Investing in Unit Trusts: A Guide for Beginners
Would you rather a professional manage your investment funds?
- Investments should suit the time frame of your goals and the level of risk that you are comfortable with. Remember that there is a trade-off: the lower the risk, the lower the likely long-term return.
- A unit trust, also known as a mutual fund, is an open-ended vehicle that allows investors to pool their money to purchase a number of securities and is managed by portfolio managers, who select the investments and allocate and distribute the investors’ money subject to their official mandate.
- Fund managers compete with funds in their category and make their money primarily from fees charged to the fund, i.e. to you, the investor. But it turns out that even the top-performing funds in their categories often actually fail to beat their benchmark indexes!
A unit trust, also known as a mutual fund, is an open-ended vehicle that allows investors to pool their money together to purchase a number of securities, such as shares, bonds and other financial products.
These funds are managed by portfolio managers, who select the investments and allocate and distribute the investors’ money subject to their official mandates. You do not have a say in the portfolio manager's investment decisions, and the management will come at a fee (discussed later).
How unit trusts work
- Investors’ money is pooled together into one fund
- The unit trust’s fund manager invests this money into various assets to diversify the portfolio and increase its value
- The unit trust’s total fund is split into equal units, which investors can buy and sell from the fund manager (usually at the end of the trading day)
- Investors hold unit(s) and hope to profit in two main ways (explained below)
- Investors can exit the fund by selling their units at the bid price
How do investors make money from unit trusts?
The potential returns generated by your investment will vary depending on the type of unit trust. But there are two main ways of generating returns:
- Capital appreciation - if the value of securities (e.g. shares) held in your fund overall has gained value and the price of the units is higher than what you originally invested.
- Dividends and interest - unit trusts can payout money earned in the form of dividends on stocks or interest (coupon payments) on bonds. Investors can either withdraw this or reinvest it back into the unit trust.
The funds are usually very liquid, meaning you can easily pull your money out if you wish to. Unit trusts make it easy for investors to diversify without needing a huge sum of money, making complex decisions, and dealing with paperwork.
However, diversification is not guaranteed. For example, a unit trust may be solely invested in a particular industry, country or type of share. Some retail investors may feel that their portfolio has enough core holdings (e.g. blue-chip stocks or index funds). In that case, they may broaden their approach and invest in selected unit trusts to access assets, sectors or markets that may have been tricky to invest in independently.
Unit trusts are not a low-risk investment, as your funds are not principal or capital guaranteed.

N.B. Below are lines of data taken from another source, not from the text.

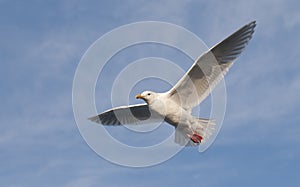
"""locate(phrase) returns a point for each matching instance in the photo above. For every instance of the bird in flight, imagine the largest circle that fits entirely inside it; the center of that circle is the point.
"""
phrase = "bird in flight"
(175, 106)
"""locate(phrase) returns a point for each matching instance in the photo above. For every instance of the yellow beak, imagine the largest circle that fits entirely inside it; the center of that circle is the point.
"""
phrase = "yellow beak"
(139, 96)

Beware of total fees and expenses when purchasing unit trusts, as these will eat away at your potential returns. Most of the time, unit trusts are bought from the fund management company running them or from a bank/broker who will do so on your behalf, which means that you usually buy them with sales fees (unless explicitly "no-load").

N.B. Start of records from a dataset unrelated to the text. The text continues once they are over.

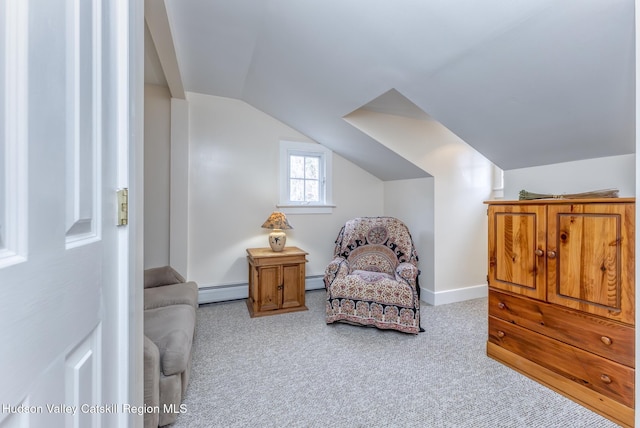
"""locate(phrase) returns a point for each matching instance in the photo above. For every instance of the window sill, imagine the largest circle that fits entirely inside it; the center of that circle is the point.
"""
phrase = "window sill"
(306, 209)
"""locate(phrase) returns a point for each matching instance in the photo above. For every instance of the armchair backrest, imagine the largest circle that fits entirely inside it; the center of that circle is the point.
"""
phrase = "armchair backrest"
(376, 244)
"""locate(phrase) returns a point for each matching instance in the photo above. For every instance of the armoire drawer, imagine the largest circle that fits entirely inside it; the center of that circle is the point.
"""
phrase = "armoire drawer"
(591, 371)
(612, 340)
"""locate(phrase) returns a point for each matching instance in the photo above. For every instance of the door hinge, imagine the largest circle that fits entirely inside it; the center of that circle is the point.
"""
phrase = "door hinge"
(123, 206)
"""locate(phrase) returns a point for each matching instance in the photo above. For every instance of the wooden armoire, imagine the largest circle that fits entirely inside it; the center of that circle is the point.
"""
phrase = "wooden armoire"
(562, 297)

Alternatively, you can purchase with a spread, where you buy at the "offer" price, which is usually at the NAV (net asset value, which represents a fund's per-share market value), and you sell at the "bid" price, which is (you guessed it) lower than the NAV.
How to invest in unit trusts?
Unit trusts are available directly from fund management companies (e.g. Schroders, Blackrock, UOB Asset Management and Fidelity) and fund distributor platforms (e.g. Fidelity again, FundSupermart and usually the investment division of your everyday bank).